A tremendous amount of food and work, all given in thanks, although it took me a long while to figure that out. Growing up, this day was all about family, and of course eating. Historically this day has its roots in traditions from early settlers of this country, and their thanksgiving for the success of their harvests. As we have matured, our understanding of those settlers' actions, and our own country's treatment of those who were here before us and were aggressively pushed out of our forbearers' way, has helped in making this holiday more about family then thanksgiving for harvest. In addition, our society and culture have moved beyond our agrarian past, allowing these traditions, like today's, to continue on, with different meanings for many.

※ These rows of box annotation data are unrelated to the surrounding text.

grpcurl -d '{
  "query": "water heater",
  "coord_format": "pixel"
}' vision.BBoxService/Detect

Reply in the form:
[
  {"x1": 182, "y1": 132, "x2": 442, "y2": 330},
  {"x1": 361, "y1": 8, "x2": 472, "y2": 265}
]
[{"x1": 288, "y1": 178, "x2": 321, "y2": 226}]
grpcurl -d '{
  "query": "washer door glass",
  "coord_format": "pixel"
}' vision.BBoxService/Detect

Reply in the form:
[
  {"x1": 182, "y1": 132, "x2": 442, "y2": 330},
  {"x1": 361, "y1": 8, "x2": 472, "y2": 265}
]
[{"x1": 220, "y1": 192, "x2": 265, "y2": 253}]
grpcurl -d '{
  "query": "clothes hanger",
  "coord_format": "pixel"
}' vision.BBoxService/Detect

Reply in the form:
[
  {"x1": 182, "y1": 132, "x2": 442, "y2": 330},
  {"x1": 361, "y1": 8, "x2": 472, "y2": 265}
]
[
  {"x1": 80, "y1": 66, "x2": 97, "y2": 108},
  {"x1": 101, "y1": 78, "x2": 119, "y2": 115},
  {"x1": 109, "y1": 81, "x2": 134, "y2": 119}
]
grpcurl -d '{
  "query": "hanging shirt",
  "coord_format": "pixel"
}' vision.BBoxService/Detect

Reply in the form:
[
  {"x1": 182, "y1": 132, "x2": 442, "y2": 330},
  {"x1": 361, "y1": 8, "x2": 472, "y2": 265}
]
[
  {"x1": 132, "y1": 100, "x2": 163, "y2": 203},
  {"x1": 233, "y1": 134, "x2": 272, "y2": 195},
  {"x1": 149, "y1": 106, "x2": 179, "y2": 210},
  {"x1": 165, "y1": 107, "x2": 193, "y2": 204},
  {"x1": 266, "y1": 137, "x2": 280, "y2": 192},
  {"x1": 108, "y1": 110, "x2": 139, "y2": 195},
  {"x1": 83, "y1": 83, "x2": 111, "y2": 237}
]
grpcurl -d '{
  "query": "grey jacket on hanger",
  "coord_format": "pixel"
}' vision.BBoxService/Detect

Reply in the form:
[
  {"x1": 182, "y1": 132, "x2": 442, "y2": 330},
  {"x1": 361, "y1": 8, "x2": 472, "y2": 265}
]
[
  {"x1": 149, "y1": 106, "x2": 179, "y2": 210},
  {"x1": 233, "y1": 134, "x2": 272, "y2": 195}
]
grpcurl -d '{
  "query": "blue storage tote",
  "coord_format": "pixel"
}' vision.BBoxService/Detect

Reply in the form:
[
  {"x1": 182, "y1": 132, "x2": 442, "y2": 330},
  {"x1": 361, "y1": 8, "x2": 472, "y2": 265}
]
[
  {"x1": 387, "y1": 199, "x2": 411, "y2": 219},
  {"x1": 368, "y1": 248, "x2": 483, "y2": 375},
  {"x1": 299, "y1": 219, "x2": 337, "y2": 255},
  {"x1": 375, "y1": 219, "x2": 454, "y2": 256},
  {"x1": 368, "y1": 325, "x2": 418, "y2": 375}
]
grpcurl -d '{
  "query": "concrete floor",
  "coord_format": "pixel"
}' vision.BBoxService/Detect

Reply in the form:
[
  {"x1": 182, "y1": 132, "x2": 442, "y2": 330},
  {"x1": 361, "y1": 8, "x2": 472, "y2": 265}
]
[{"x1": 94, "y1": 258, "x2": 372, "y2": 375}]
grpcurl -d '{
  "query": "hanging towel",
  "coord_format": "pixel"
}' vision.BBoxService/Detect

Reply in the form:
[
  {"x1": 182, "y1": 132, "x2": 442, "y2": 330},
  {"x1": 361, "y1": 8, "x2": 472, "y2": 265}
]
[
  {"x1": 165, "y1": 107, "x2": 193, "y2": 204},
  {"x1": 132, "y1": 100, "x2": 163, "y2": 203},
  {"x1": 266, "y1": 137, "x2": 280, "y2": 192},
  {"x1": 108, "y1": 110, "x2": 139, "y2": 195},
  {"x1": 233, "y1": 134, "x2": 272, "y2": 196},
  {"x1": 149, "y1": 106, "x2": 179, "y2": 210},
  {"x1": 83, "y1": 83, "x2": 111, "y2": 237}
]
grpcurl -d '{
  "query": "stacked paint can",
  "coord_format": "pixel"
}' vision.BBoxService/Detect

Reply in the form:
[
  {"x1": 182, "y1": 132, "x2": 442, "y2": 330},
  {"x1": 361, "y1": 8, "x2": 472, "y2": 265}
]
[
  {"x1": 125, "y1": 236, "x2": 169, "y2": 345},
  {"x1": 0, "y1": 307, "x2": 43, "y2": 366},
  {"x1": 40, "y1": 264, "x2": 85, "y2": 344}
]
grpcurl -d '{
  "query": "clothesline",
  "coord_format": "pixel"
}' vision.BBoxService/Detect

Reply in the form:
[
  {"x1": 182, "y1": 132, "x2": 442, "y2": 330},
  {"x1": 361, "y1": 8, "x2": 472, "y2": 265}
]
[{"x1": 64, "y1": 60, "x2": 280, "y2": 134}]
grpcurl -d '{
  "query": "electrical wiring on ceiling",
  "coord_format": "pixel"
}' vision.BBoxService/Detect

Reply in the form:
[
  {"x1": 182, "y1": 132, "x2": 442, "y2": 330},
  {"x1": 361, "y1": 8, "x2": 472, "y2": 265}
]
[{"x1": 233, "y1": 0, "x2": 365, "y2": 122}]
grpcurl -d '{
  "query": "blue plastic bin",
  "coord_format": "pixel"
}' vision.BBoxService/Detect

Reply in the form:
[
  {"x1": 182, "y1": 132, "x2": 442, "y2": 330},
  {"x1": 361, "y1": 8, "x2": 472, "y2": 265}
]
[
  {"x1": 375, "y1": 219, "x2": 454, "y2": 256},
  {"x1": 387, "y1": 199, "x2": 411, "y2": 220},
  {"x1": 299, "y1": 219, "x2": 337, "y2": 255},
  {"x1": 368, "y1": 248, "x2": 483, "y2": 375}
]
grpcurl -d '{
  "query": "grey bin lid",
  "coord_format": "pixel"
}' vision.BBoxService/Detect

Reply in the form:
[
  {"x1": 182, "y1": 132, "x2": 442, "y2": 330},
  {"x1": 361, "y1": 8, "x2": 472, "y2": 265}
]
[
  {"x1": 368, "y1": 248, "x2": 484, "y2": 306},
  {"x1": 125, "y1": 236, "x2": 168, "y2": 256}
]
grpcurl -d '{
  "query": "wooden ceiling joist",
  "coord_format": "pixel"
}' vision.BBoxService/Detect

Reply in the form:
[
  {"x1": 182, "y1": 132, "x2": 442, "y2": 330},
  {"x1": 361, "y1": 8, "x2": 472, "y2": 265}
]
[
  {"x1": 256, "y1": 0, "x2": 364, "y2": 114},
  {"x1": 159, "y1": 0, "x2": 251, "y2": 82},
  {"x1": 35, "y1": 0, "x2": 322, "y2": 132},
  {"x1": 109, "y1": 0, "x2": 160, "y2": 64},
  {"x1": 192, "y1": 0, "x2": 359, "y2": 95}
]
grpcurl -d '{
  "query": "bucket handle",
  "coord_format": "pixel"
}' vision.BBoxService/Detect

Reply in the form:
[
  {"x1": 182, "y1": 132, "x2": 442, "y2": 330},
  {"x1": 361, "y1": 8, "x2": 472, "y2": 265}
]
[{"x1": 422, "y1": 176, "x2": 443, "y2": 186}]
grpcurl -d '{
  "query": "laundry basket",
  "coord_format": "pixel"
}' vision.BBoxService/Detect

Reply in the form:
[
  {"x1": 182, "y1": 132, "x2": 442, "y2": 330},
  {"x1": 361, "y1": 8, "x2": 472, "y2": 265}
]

Our faith journey can very much mirror this maturing of how we understand this national holiday. Many start their faith lives with a literalist understanding of our faith. Some never leave the seeming comfort of that simplistic approach. Many simply walk away because they believe, and have been told, that there is no other way to have faith and belief in our Triune God. Yet there is a far richer understanding, a deeper conversation that can alter how we see, appreciate and understand Scripture and our faith. Almost any kind of literalistic approach in life shutters us from deeper perceptions and meanings and these narrow understandings quite often lead to abusive treatment and the creation of barriers between people.
We can give thanksgiving for complexity, and the richness seeming contradictions give our lives and our faith. We can give thanksgiving for a God whose very complexity begs us to live into the richness of a life-long conversation with each other about these scriptural contradictions, with our Triune God right in the middle of all those discussions.